Una delle sezioni indipendenti più interessanti della mostra del cinema è quella della Biennale College, inziativa che dal 2012 permette a filmmaker esordienti di produrre la loro opera prima con un micro budget fornito dalla stessa organizzazione. Tra i fortunati cineasti selezionati per la sesta edizione dell’iniziativa c’è l’australiana Alena Lodkina, che decide di ambientare il suo primo lungometraggio, il film drammatico Strange Colours, in una desolata regione meridionale del suo paese, ricca di miniere di opali e di poco altro.
Al centro del racconto Milena, studentessa di psicologia che decide di prendersi un anno sabbatico per raggiungere la casa del padre malato, un uomo burbero e rude ma incredibilmente affettuoso nei confronti della figlia.
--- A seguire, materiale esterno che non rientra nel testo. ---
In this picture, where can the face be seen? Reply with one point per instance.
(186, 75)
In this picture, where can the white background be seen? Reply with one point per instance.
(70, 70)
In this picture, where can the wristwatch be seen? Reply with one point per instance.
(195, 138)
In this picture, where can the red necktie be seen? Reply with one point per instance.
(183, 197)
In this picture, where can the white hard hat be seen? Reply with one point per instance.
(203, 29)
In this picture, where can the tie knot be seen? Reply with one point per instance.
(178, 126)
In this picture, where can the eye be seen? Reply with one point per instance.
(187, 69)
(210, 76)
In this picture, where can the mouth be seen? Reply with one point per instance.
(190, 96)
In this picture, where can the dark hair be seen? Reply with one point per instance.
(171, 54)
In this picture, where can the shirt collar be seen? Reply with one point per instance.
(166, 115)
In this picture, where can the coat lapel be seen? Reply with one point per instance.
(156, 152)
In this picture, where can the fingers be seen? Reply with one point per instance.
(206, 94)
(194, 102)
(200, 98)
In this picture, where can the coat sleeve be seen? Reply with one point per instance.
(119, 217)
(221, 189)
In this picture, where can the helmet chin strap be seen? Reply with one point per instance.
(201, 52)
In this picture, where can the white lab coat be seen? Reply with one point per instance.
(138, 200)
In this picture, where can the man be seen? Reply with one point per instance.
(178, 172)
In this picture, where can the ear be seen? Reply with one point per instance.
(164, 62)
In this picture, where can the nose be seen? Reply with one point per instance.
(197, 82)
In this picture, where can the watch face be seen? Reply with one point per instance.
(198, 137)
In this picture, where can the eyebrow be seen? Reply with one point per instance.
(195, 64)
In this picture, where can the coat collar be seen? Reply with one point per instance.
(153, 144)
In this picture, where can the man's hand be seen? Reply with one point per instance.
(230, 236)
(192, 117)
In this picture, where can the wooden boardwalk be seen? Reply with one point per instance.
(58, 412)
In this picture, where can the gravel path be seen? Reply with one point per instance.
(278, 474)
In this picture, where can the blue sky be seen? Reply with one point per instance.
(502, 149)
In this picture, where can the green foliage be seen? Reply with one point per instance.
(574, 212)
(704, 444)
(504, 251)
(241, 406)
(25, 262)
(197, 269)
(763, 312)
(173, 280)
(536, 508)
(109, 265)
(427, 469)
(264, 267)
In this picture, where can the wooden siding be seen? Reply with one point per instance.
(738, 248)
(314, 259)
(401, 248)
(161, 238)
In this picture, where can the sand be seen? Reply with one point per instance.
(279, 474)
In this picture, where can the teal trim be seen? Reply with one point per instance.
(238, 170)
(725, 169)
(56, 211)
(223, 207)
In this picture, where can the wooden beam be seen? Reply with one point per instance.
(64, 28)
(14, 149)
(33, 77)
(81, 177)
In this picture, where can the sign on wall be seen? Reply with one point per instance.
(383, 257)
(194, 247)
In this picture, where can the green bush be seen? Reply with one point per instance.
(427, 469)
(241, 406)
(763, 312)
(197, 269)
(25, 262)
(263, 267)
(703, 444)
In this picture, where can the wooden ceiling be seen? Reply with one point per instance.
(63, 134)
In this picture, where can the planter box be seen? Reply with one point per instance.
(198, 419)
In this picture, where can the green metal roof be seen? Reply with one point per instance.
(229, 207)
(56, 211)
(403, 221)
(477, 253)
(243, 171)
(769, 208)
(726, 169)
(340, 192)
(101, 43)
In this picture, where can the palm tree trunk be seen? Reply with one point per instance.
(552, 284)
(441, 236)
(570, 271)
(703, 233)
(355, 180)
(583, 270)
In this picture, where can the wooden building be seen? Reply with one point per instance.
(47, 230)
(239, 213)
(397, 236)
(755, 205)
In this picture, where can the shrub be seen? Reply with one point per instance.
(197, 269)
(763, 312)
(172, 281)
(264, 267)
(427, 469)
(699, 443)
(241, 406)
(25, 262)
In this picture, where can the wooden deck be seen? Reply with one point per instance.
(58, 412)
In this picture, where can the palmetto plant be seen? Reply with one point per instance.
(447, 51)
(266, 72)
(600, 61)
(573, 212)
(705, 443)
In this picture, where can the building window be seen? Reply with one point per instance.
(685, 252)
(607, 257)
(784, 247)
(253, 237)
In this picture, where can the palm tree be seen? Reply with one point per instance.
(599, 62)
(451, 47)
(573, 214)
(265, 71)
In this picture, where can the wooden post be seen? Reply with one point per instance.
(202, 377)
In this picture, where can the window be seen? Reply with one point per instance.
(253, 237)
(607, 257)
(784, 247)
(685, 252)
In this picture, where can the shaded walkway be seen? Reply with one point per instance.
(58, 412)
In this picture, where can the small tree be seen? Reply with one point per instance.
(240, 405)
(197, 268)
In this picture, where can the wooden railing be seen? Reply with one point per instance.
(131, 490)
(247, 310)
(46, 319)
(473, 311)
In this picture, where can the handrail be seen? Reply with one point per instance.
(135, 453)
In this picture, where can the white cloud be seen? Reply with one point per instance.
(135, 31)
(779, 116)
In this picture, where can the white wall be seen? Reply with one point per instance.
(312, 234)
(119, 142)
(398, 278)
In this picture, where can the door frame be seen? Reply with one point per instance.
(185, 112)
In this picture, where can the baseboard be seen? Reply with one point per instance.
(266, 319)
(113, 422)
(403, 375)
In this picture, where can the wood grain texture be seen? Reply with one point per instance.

Lasciata da sola nella spoglia e inospitale casa del padre, col difficile compito di proteggere la miniera di famiglia dai numerosi ladri della zona, Milena passerà un’estate in un ambiente lontanissimo da quello a cui era abituata in città, popolato da uomini dalle folte barbe e da una spiccata passione per la birra, che imparerà presto a conoscere e ad apprezzare man mano che il rapporto con il padre migliora.
Per quanto le ambientazioni, le location e i volti di un’angolo di mondo ignoto ai più contribuiscano non poco a creare quell’atmosfera suggestiva che aleggia per tutto il film, il merito è almeno in parte della fantasia e della ricercatezza che la giovane filmmaker dimostra nel comporre l’inquadratura e nello scegliere i paesaggi e gli sfondi migliori in cui inserire una protagonista ritratta in un momento importantissimo della propria vita. Oltre alle bellissime immagini fornite dagli stessi luoghi delle riprese, la regista decide di incastonare nella lunga serie di sequenze polverose dominate dal color sabbia anche delle coloratissime inquadrature (dal volto colorato di viola di uno dei ladri di pietre ai bellissimi quarzi estratti nella miniera) che spezzano sia la monotonia del paesaggio che quella del film in sé.
Il sapiente utilizzo della luce naturale sembra quasi rendere più piacevoli i volti gli spigolosi e irsuti dei personaggi con cui Milena condivide un’estate complessa (per la maggior parte attori non professionisti, tra minatori, allevatori di volatili e altri lavoratori della zona). Non si può parlare di vero e proprio racconto di formazione, dal momento che il personaggio di Milena non sembra andare incontro a un qualche tipo di trasformazione ma appare invece come una ragazza positiva, solare e ben disposta con tutti dall’inzio alla fine del film. Il tema del rapporto col padre sembra solo abbozzato nella prima parte del film, per poi venire approfondito in un finale malinconico e carico di emotività. Con un budget a dir poco ridotto e un esperiena praticamente nulla alle spalle (fatta eccezione per il cortometraggio There Is No Such Thing as a Jellyfish), la Lodkina riesce a confezionare un prodotto che non ha niente da invidiare a molti altri lungometraggi australiani prodotti negli ultimi anni, facendo sperare in un suo ritorno al festival nei prossimi anni, magari con alle spalle un budget più nutrito.